I have recently read an excellent book, Positive Psychology Coaching: Putting the Science of Happiness to Work for Your Clients, Robert Biswas- Diener, Ben Dean 2007, John Wiley & Sons. Whilst it is directed to coaching, the book talks about the value in life of being happy and how this leads to the development of well rounded individuals, who can form healthy relationships with people and who demonstrate emotional and social maturity. It is all about thinking healthily.
I then thought about family well being and the ability of families to be generally happy. There is much to be grateful for in our family life. Seeing the glass half full is also another way of looking at it.
A happy, healthy family does value laughter and general happiness. There are so many positive things upon which to contemplate with regard to family happiness. Consider the simple ones that sometimes we take for granted.
I actually have a family.
There is love in the family.
My daughter smiles at me and say she loves me.

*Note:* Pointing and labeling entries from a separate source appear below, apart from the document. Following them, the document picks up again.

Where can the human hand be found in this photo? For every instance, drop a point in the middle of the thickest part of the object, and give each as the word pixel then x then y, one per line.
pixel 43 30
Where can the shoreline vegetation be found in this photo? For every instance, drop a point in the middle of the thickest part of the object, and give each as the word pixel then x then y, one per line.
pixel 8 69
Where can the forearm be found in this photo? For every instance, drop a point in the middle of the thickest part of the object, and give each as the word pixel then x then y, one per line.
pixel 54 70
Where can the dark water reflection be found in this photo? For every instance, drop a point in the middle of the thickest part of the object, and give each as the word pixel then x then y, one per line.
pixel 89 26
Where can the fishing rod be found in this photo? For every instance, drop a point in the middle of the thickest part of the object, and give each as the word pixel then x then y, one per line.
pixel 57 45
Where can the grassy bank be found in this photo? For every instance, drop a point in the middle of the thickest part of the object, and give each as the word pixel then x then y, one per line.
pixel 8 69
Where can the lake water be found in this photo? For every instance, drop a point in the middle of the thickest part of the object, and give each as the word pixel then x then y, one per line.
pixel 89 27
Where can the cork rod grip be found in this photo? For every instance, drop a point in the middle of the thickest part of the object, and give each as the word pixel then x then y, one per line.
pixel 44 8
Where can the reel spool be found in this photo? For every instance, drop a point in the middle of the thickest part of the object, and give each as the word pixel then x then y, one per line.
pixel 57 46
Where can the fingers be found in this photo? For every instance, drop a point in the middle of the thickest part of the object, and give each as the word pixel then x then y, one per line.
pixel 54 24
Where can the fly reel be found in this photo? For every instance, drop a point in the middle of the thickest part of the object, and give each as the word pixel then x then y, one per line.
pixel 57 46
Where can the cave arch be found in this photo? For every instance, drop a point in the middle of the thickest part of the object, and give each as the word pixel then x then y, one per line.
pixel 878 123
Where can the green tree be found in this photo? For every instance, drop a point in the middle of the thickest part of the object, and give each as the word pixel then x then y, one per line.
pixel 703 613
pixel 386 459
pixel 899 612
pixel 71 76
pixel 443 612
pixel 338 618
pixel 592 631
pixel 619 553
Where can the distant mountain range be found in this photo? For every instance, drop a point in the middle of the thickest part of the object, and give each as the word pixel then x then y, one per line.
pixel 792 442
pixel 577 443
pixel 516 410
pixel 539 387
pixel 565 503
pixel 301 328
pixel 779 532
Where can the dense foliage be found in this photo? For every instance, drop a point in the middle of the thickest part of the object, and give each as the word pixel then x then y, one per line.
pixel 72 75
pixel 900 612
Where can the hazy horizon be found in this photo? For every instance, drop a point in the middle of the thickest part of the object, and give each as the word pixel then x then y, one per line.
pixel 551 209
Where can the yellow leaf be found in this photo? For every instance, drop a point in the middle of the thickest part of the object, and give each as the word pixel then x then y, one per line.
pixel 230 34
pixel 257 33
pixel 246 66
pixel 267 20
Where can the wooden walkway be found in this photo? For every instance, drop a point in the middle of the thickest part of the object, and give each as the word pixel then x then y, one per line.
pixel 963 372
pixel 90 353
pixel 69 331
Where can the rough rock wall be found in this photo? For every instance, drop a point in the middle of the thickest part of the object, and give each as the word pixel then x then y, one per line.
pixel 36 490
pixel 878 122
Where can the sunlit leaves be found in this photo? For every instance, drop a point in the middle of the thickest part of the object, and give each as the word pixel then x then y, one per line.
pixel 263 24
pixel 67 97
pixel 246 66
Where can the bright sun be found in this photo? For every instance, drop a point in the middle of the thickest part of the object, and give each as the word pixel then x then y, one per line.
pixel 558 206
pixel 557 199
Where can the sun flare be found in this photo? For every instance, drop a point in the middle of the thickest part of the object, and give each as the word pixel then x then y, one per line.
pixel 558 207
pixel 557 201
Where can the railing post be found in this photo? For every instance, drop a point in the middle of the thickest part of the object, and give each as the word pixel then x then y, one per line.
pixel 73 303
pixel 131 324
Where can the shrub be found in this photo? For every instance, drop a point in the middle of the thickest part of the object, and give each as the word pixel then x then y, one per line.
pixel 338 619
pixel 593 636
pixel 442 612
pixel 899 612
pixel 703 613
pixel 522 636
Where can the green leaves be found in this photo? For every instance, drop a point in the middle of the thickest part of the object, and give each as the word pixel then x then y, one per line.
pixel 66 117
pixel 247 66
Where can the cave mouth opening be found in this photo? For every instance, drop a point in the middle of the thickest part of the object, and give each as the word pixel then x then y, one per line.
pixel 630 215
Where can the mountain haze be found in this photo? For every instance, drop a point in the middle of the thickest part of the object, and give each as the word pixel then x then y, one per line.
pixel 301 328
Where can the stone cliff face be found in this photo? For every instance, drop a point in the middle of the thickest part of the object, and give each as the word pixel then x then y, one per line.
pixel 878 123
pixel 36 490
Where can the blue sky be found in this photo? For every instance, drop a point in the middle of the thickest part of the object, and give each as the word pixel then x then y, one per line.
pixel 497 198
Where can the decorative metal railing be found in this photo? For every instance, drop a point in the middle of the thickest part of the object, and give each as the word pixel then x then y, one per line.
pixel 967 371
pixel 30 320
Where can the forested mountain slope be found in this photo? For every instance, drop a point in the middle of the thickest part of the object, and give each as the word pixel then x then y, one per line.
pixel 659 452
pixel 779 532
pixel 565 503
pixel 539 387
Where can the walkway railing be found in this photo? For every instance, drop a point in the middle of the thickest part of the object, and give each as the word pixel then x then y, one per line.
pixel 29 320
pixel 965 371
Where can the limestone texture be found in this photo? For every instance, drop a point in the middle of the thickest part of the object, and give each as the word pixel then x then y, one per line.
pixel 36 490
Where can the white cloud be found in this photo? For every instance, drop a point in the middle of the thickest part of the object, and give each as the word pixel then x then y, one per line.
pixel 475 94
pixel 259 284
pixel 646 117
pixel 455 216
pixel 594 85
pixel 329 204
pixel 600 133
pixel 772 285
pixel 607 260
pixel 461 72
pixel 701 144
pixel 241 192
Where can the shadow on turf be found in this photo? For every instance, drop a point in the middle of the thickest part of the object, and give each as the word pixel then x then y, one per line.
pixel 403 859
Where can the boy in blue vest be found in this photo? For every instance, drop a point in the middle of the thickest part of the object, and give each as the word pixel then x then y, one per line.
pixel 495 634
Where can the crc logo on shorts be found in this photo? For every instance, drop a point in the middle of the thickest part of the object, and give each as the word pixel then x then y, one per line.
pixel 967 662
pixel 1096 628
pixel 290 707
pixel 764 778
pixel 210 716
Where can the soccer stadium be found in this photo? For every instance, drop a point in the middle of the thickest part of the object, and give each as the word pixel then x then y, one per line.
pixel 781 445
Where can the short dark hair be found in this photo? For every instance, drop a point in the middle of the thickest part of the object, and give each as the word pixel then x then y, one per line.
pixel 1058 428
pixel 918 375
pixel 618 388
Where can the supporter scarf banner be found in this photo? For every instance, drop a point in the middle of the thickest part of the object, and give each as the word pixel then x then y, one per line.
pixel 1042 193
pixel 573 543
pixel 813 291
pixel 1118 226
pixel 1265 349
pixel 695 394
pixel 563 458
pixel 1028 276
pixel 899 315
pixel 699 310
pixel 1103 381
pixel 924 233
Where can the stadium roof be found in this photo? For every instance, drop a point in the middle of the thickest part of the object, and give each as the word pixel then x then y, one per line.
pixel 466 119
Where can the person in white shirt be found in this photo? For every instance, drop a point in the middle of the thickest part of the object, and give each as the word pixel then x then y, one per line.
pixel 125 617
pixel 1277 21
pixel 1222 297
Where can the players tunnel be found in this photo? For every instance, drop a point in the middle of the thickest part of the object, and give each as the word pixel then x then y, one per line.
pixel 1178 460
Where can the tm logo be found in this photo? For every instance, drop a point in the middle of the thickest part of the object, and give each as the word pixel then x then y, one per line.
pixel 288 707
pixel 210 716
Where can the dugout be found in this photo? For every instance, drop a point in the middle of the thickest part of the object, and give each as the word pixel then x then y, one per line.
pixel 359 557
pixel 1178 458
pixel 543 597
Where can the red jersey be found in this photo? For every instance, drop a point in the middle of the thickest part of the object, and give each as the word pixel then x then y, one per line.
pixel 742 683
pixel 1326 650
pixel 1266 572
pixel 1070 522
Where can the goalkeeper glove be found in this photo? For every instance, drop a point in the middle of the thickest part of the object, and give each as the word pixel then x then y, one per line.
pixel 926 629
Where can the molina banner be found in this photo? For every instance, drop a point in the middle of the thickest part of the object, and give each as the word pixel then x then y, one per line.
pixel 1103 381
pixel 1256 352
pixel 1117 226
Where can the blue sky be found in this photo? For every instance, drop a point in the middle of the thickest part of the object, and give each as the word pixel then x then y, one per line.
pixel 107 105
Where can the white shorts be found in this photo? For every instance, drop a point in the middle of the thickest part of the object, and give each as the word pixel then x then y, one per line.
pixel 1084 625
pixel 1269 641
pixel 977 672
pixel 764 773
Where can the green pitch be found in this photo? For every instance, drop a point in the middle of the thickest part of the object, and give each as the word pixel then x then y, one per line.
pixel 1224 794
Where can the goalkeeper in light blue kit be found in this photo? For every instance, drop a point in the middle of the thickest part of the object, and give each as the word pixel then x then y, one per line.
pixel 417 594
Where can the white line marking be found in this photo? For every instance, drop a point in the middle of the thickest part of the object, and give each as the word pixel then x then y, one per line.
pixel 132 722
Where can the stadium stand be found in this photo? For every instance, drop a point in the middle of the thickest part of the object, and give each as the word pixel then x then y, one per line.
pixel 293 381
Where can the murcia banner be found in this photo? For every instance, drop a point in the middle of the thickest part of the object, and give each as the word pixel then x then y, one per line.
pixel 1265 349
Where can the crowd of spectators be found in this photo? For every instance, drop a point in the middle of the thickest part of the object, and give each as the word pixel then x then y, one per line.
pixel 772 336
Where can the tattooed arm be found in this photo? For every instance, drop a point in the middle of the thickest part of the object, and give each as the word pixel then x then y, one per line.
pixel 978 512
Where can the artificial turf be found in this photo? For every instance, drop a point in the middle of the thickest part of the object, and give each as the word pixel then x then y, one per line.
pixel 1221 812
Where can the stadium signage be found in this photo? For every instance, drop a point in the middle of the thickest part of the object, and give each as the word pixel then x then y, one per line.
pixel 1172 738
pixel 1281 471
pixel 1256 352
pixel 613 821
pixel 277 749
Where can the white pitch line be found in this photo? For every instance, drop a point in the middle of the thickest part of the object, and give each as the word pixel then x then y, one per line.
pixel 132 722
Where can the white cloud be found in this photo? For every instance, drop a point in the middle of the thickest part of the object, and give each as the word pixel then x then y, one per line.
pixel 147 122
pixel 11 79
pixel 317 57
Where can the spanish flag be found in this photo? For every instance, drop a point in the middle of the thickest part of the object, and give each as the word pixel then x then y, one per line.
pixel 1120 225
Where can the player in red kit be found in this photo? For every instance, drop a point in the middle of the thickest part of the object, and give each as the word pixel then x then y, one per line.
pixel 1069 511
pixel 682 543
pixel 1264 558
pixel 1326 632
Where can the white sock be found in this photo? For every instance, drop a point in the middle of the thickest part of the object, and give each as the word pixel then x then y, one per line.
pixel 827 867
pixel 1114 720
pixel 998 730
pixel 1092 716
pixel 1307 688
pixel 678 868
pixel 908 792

My son is so funny when he talks.
We all get together on Saturday night and watch a movie.
My three year old just gave me a flower from the garden.
These are simple examples of how we should be happy for all the joys, simple and complex we have as a family.
It is certainly easy to feel the negative, weighing us down. Many of the troublesome issues of family will pass and what will remain is the memories of how we enjoyed the moment. Sadly, when a family goes through extreme trauma they sometimes come to realise the preciousness of what they have had in their life and this gives them greater sensitivity to the joys of life.
I have very positive memories of working with anxious children by including at some point, when possible, a sense of happiness into the conversation. It is amazing how the tone changes when the focus is on happy thoughts.
It eases tension and releases pleasant feelings into our body.
It also is an excellent enabler to talk more comfortably.
We are also teaching our children that we value being happy as a human condition that enables us to live well both mentally and physically. Happiness is contagious, people gravitate around the warmth of positive, happy people. Children will soon see that in your family happiness is a requirement.
Your disposition in seeing the happy moment and finding laughter as a cure for solving problems, will resonate for life with your child.